Società liquida
e partiti liquidi

Un anno di governo rappresenta un arco temporale sufficientemente plausibile per tracciare un primo consuntivo sull’azione di governo e sull’efficacia delle riforme finora varate. La sensazione é che, malgrado l’ondata di annunci e di tweet degli ultimi mesi, la situazione generale non sia molto diversa dal passato. In attesa di verificare l’impatto economico del Jobs act che, allo stato, resta l’unica, vera grande riforma del governo Renzi, permane nel corpo sociale un clima di grave incertezza.

Malgrado l’uscita di scena del Cavaliere, anche il quadro politico continua ad essere caratterizzato da una grande conflittualità che il temperamento del premier non aiuta certamente a placare. Come Berlusconi, anche Matteo Renzi ha bisogno di alzare la temperatura politica del paese per esaltare le sue doti di abile comunicatore e tenere alta la tensione nell’opinione pubblica.

Occorre ammettere che il premier resta un uomo di scontro che usa ricorrere alla mediazione solo per riaffermare il suo primato. Nel suo universo simbolico, infatti, ogni altro tipo di mediazione è sinonimo di cedimento: nulla di più estraneo alla sua indole.
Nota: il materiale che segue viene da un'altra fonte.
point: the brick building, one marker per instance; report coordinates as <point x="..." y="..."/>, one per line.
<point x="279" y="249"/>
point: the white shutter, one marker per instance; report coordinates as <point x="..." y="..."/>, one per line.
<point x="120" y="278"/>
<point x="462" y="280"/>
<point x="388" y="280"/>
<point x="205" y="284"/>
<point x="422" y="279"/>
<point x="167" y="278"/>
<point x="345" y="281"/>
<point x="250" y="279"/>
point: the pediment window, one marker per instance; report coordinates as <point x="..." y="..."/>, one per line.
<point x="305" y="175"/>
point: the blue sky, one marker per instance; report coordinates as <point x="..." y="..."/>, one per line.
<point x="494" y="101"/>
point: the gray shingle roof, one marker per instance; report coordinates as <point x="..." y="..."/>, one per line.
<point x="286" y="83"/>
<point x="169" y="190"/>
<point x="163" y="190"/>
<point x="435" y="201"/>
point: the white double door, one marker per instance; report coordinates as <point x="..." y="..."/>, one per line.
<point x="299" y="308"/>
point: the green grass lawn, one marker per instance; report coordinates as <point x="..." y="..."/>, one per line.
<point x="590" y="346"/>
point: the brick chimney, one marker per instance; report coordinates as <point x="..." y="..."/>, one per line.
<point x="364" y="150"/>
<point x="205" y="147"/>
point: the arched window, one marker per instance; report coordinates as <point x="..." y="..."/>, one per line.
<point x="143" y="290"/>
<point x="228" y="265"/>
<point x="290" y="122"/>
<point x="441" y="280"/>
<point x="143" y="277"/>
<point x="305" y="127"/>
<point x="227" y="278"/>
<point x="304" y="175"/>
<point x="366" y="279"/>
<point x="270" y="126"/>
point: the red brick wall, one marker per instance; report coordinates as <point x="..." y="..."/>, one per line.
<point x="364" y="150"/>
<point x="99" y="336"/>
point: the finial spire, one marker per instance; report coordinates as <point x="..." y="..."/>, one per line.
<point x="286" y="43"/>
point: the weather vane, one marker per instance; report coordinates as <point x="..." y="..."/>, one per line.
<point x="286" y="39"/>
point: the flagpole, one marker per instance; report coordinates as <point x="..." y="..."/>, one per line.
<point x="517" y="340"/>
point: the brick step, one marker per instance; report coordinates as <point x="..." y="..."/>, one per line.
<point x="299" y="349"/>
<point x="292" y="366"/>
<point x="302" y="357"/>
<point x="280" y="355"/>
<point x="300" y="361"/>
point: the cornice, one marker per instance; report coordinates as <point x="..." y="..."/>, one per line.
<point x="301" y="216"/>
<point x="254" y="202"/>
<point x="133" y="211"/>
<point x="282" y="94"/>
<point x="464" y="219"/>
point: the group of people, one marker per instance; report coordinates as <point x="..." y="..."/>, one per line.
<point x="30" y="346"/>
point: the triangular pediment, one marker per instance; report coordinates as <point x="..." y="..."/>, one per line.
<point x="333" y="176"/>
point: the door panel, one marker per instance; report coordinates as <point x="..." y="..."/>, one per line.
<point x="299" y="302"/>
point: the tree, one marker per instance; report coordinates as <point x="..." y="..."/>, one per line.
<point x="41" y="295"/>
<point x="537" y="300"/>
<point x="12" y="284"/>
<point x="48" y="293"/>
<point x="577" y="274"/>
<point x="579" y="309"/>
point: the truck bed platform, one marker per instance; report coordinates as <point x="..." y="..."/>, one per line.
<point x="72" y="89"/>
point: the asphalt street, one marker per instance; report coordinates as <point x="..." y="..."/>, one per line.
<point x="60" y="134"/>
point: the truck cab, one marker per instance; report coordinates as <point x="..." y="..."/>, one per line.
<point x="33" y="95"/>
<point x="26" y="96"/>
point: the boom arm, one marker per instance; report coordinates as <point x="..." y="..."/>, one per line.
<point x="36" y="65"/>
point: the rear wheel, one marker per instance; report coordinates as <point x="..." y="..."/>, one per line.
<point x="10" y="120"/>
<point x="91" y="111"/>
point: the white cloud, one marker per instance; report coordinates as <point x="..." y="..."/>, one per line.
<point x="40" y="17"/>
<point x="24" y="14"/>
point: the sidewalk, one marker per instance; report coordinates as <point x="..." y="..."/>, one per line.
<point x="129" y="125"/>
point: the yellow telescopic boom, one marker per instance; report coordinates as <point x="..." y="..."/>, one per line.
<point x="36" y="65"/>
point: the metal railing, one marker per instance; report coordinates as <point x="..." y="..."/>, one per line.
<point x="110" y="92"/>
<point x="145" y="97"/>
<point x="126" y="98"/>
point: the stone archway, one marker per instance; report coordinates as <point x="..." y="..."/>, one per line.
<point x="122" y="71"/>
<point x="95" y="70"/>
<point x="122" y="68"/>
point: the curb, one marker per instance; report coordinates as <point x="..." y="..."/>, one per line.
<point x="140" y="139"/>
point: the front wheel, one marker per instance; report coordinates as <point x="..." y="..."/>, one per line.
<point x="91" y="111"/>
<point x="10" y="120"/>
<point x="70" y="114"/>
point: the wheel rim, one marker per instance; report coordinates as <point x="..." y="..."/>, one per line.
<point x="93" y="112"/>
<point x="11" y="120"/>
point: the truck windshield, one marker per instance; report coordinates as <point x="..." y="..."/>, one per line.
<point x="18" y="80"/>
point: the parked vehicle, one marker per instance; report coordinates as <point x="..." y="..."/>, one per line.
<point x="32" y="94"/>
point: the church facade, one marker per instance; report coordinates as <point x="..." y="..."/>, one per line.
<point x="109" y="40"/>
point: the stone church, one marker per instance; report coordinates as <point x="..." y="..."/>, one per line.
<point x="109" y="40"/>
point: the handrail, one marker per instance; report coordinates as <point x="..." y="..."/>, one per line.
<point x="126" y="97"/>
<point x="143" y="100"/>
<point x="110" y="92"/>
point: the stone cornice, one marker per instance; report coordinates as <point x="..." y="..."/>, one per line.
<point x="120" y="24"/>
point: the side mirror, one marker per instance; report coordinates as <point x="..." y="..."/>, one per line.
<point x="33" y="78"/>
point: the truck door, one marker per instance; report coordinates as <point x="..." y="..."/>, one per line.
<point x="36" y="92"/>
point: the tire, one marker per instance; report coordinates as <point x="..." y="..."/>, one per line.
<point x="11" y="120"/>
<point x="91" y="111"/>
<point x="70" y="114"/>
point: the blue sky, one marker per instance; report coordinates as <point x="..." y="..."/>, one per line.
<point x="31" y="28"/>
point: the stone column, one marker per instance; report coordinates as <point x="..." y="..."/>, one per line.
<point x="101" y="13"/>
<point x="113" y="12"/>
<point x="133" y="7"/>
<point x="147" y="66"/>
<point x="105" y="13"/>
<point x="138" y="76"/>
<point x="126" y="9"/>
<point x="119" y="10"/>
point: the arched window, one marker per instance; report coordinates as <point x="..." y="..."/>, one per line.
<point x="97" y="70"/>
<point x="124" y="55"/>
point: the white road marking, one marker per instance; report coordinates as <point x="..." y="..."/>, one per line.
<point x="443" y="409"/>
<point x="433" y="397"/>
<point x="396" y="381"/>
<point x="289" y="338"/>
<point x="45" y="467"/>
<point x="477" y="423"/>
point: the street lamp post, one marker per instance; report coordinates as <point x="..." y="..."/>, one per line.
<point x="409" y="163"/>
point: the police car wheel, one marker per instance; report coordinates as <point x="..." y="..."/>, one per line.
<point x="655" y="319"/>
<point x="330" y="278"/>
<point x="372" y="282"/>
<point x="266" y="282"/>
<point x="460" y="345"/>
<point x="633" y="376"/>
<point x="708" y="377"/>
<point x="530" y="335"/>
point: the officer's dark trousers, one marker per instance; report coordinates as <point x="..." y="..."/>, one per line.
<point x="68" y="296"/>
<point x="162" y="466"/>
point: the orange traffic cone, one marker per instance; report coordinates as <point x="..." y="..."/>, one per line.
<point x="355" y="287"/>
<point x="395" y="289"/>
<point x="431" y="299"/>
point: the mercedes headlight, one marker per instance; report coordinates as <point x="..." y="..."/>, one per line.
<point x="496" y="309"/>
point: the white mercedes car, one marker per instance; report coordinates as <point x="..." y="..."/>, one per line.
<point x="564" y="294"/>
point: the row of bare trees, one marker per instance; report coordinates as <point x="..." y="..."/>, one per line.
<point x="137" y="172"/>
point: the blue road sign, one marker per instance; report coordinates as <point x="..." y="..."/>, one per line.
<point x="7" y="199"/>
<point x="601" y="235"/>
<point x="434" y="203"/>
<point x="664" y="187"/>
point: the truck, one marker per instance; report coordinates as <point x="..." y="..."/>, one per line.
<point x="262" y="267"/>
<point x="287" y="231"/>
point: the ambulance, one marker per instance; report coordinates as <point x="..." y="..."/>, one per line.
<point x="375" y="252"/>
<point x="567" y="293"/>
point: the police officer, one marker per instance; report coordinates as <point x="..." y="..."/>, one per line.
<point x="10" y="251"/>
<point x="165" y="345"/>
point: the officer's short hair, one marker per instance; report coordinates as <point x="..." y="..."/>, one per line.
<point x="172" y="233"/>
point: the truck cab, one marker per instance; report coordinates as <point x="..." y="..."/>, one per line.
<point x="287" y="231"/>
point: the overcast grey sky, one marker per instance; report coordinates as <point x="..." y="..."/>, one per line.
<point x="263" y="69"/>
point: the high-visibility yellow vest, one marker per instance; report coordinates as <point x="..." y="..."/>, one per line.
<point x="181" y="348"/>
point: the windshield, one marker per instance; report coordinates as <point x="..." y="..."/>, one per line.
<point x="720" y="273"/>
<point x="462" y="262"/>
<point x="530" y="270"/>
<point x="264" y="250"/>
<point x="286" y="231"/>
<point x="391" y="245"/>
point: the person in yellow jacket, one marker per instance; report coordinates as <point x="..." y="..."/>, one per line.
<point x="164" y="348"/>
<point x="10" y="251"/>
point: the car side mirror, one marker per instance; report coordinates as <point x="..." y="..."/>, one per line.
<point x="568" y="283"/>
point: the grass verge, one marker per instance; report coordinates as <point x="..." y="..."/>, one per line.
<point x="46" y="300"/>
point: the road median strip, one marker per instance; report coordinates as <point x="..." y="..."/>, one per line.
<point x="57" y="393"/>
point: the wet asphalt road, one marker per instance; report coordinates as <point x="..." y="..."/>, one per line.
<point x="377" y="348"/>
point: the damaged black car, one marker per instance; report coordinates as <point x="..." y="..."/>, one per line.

Da qui, le sue alleanze a geometria variabile e l’uso accorto e sagace della decretazione d’urgenza in talune materie ritenute “sensibili” dal punto di vista mediatico. Pertanto, esistono fondate ragioni per ritenere che ci troviamo nuovamente impantanati in una fase politica che è destinata a perpetuare le fibrillazioni del ventennio berlusconiano. Piaccia o no, la verità è che l’unico, vero cambiamento avvenuto ha per oggetto la topografia del conflitto che si è spostato nel perimetro interno ai partiti i quali, in questo modo, stanno solo conferendo una dissennata accelerazione alla loro definitiva dissoluzione. Dovremmo riflettere su un dato: il primato della politica rivendicato dal premier sta producendo, di fatto, la definitiva capitolazione della politica che, senza i partiti, si riduce ad un guscio vuoto che ha vitale bisogno di essere riempito dal carisma dei leader. In questo senso, risultano sempre più evanescenti le differenze tra destra e sinistra, ormai identificabili solo nello stile dei leader, dei loro slogan e della loro abilità comunicativa. Percepiti dall’elettorato come macchine obsolete prive di un’autentica capacità distintiva, i partiti stanno riproducendo al loro interno le molteplici contraddizioni di una società che la crisi economica ha reso sempre più frammentata e molecolare. Come dire, una società liquida ha finito per rendere liquidi anche i partiti la cui identità si è legata inscindibilmente al temperamento del loro leader, unico elemento “solido” di un’entità ormai divenuta, sul piano politico, irrilevante ed eterea. Oggi, tutti i partiti sono accomunati dall’esistenza di lotte intestine, travestite da correnti, che i leader tendono a gradire: tutti contro tutti, all’insegna di un potere di veto che, in realtà, è spesso un vero e proprio potere di ricatto.

Anche per questo motivo, certi minuscoli personaggi che abitano i bassifondi della politica, hanno bisogno di riconoscersi in un leader (“bersaniani”, “renziani”, “alfaniani”, ecc.) per poter vantare un’identità altrimenti inesistente. Anche di questo si compone il populismo, malattia senile delle democrazie.